Baryogenesis via relativistic bubble expansion
Iason Baldes
Abstract
We present a novel baryogenesis mechanism in which the asymmetry is sourced from heavy particles which either gain their mass or are created during bubble expansion in a strong first order phase transition. These particles then decay in a $CP$ and baryon number violating way inside the bubble.
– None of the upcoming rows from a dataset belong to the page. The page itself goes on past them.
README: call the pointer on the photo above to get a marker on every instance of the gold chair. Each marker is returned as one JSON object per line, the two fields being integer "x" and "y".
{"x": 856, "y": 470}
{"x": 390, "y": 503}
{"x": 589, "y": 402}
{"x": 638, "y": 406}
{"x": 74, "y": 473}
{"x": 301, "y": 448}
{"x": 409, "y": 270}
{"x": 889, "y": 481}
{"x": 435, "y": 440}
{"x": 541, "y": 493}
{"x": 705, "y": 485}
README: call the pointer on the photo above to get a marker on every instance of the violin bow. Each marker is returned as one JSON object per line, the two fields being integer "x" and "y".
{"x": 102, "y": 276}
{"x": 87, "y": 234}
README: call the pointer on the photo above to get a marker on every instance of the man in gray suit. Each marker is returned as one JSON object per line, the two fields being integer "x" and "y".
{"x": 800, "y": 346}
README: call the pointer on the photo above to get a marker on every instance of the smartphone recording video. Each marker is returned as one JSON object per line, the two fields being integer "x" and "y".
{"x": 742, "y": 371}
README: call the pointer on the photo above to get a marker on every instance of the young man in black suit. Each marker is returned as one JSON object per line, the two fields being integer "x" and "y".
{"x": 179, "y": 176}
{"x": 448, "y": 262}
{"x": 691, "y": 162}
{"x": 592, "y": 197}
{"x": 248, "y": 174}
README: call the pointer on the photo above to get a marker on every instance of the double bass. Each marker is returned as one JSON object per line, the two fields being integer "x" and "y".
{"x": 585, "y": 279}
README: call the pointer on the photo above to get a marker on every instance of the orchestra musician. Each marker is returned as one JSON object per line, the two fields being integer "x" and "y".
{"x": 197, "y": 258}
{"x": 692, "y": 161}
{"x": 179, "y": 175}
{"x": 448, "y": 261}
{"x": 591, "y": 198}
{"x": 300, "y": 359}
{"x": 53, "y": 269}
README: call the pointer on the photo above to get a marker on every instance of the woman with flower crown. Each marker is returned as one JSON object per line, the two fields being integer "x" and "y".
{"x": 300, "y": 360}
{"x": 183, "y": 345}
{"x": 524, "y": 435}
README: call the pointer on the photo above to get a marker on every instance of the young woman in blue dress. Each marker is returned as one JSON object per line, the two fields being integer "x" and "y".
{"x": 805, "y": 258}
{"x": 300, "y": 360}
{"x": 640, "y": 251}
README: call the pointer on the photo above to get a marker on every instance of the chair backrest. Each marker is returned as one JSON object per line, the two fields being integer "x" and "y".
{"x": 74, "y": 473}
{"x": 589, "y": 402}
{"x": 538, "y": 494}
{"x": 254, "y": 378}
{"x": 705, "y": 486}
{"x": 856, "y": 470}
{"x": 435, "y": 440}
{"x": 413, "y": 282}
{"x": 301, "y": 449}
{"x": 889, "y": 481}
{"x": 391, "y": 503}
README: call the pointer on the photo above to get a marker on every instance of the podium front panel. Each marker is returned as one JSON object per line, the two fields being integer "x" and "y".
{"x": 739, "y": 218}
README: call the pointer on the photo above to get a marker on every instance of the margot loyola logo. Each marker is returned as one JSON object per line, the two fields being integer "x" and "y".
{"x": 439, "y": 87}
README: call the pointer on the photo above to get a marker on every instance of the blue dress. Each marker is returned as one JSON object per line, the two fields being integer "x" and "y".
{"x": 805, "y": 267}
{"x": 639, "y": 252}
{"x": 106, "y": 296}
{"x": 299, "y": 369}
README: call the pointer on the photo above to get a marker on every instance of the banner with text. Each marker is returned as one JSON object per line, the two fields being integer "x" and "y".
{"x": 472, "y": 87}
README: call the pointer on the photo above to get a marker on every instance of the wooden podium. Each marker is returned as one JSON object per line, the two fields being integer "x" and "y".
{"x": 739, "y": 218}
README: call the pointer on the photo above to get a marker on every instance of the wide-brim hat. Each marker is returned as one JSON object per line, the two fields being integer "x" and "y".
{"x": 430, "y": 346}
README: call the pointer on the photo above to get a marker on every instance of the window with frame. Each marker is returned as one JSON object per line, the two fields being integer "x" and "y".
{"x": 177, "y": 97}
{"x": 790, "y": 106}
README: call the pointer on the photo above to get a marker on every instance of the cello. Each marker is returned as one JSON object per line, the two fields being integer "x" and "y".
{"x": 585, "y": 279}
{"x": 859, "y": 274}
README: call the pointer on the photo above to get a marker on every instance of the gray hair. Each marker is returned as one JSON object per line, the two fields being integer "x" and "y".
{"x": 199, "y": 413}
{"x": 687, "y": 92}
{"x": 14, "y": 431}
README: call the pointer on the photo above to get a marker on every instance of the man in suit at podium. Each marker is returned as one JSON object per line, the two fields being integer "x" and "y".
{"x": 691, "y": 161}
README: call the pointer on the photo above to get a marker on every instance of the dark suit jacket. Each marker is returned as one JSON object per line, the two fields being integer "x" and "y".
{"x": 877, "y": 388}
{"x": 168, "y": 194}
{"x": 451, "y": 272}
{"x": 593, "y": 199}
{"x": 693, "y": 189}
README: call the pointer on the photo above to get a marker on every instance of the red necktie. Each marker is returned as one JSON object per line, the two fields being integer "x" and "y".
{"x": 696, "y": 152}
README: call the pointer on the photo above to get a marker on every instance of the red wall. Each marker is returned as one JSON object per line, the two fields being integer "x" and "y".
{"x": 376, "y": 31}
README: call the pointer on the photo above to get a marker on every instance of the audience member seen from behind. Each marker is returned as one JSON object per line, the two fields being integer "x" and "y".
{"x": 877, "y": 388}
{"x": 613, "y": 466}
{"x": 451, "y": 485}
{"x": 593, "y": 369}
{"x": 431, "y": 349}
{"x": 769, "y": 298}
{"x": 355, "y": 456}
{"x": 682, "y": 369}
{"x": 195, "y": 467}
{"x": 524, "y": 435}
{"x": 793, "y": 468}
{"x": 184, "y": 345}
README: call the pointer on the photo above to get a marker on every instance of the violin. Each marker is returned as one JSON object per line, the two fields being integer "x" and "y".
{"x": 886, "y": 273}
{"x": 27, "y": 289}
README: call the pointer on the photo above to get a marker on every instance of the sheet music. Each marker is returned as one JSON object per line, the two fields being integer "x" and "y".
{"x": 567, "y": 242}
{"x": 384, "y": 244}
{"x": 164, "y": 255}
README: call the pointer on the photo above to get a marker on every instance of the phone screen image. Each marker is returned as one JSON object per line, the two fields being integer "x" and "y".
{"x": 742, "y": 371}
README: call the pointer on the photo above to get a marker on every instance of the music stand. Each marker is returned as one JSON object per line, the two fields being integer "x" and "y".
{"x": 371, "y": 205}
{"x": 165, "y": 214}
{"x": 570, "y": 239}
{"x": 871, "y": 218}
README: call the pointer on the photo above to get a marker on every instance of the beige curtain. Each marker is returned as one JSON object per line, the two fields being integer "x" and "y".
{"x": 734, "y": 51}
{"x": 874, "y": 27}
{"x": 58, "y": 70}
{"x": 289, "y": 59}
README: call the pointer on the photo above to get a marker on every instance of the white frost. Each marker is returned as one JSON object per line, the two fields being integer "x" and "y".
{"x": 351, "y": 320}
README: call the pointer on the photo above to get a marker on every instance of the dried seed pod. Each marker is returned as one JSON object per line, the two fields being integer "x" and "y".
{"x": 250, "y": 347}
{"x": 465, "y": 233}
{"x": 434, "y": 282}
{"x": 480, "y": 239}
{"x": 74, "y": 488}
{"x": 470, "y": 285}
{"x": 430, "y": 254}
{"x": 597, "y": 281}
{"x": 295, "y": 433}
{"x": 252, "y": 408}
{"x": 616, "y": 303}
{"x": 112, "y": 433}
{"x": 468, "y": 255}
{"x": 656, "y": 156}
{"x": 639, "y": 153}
The particles are inherently out of equilibrium and sufficiently dilute after wall crossing so the third Sakharov condition is easily met. Washout is avoided provided the reheat temperature is sufficiently below the scale of the heavy particles. The mechanism relies on moderate supercooling and relativistic walls which---in contrast to electroweak baryogenesis---generically leads to a sizable gravitational wave signal, although in the simplest realizations at frequencies beyond upcoming detectors. We present a simple example model and discuss the restrictions on the parameter space for the mechanism to be successful. We find that high reheat temperatures ${T}_{\mathrm{RH}}\ensuremath{\gtrsim}{10}^{10}\text{ }\text{ }\mathrm{GeV}$ are generally preferred, whereas stronger supercooling allows for temperatures as low as ${T}_{\mathrm{RH}}\ensuremath{\sim}{10}^{6}\text{ }\text{ }\mathrm{GeV}$, provided the vacuum energy density is sufficiently suppressed. We briefly comment on using resonantly enhanced $CP$ violation to achieve even lower scales.